Does the event probability API cover both Kalshi and Polymarket?

Yes. Both venues are searched on every query and returned in normalized arrays. When the same event has contracts on both venues, the API surfaces both with their respective tickers, slugs, and prices.

Can I search the API in natural language?

Yes. /api/public/query handles broad event questions, /api/public/query-gov resolves bills and legislation through a Congress-data mirror, and /api/public/query-econ links FRED economic series to related markets.

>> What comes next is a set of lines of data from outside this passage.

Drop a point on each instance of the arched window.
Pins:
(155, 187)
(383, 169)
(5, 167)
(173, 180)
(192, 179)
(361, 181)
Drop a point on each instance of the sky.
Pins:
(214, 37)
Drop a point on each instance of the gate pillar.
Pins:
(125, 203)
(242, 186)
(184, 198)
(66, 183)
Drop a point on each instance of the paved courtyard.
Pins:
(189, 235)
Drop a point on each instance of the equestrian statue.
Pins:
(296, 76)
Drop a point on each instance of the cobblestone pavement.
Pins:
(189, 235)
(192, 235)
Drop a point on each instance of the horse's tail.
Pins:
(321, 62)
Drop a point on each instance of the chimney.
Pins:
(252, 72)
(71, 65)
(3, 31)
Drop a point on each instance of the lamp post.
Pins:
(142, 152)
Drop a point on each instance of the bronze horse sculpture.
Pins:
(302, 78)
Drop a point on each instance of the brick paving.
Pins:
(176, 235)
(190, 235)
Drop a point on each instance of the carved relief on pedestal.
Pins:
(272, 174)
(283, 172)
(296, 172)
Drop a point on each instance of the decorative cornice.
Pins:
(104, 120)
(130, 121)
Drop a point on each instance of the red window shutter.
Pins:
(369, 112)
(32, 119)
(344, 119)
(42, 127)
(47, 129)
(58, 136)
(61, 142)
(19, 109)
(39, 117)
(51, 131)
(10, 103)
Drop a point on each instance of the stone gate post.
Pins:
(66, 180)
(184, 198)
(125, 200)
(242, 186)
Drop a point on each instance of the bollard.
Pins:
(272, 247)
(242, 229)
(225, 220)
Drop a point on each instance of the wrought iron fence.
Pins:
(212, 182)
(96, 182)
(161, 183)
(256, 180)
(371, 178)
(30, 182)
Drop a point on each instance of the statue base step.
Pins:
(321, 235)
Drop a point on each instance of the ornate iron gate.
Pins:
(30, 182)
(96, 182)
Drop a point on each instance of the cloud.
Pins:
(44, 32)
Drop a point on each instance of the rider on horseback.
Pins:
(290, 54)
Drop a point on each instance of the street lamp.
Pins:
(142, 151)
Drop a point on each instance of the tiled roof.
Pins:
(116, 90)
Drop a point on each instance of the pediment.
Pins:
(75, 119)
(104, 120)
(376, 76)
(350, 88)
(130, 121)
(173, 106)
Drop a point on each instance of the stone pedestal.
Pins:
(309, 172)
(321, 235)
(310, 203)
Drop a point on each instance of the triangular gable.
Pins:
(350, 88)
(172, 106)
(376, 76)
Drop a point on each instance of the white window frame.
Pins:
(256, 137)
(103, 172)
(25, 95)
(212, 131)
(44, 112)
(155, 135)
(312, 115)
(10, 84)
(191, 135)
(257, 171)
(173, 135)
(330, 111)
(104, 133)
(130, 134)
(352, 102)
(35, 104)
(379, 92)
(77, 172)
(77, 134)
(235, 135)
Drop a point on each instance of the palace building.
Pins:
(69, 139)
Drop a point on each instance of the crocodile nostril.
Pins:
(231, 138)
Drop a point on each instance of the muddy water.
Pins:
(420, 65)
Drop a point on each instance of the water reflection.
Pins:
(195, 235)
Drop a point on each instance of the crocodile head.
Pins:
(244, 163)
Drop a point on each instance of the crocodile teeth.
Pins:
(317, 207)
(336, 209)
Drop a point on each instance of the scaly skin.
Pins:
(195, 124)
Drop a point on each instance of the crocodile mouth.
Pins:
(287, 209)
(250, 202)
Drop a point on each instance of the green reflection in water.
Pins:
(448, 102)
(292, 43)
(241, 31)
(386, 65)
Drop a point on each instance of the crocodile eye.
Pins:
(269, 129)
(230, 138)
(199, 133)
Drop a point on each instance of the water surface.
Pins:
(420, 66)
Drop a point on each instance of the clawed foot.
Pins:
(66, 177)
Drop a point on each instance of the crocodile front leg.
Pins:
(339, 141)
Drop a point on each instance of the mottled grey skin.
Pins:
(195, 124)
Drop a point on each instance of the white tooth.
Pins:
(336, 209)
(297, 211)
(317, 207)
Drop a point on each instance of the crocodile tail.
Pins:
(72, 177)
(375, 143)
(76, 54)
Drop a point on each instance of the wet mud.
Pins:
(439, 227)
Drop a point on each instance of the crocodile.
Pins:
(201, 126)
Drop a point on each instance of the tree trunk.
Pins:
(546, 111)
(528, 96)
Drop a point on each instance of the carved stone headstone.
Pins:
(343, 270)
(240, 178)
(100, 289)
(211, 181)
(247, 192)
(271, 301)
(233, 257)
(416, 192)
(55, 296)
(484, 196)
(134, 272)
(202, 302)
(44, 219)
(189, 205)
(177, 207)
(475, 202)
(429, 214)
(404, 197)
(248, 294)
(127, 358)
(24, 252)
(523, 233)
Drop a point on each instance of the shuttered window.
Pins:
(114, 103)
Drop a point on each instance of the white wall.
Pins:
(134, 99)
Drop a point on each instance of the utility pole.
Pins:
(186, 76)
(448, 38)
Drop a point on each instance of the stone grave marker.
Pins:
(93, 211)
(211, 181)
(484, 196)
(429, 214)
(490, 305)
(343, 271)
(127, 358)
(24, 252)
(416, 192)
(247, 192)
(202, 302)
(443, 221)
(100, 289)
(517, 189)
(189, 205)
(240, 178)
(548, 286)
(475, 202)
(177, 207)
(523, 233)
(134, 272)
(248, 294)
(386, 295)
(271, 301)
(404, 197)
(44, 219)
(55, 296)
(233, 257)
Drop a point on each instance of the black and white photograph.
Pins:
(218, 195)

Can I filter probabilities by topic?

Yes — through /api/agent/world?focus=energy,geo for topic-focused world state, or via /api/public/screen for indicator-based filtering of active markets.

How is this different from a news API?

A news API returns articles and headlines. An event probability API returns market-implied probabilities, related contracts, movement, and follow-up endpoints that an agent or app can act on. News tells you what happened; probabilities tell you what the market thinks happens next.

How is this different from a raw market data API?

Venue APIs (Kalshi, Polymarket) return raw prices and orderbooks. The Event Probability API returns the same prices plus normalized cross-venue identifiers, gov/econ context, related contracts, and a next-action graph that agents can follow without re-querying.

Can AI agents use the API directly?

Yes. Agents call /api/public/query for targeted questions, /api/agent/world for ambient context, and /api/agent/world/delta for incremental updates. No auth required for public endpoints.

Does SimpleFunctions execute trades?

SimpleFunctions exposes software workflows for intents, triggers, routing, and monitoring through the runtime layer, but it is not a broker, exchange, custodian, FCM, or investment adviser. Use the venues directly for actual order placement.